On December 3, 1980, Van Jacket New Co., Ltd. was established, inheriting the trademarks and other intellectual property rights held by (old) Van Jacket Co., Ltd. On March 25, 1981, Van Jacket New Co., Ltd. was renamed to (New) Van Jacket Co., Ltd., and was rebuilt thanks to the efforts of former employees. However, the founder was no longer primarily involved in management. The company went bankrupt again in 1984; in 2000 it was bought by Itochu Trading company.

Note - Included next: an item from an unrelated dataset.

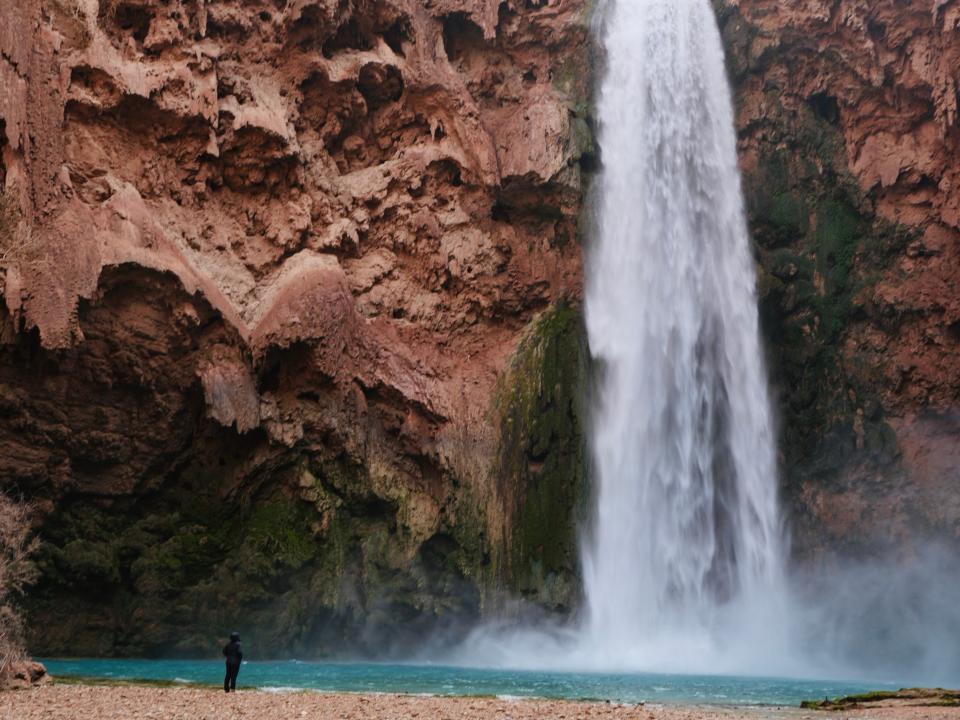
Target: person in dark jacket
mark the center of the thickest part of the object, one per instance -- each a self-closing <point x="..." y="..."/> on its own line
<point x="234" y="656"/>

In 2008, VAN's 1965 photo book "Take Ivy" was posted on an American fashion blog and went viral, leading to the publication of the English edition by a Brooklyn-based publisher in 2010, which sold 50,000 copies worldwide. It was displayed in stores such as Ralph Lauren and J.Crew, and became widely commented in magazines and other media as a neo-Ivy style.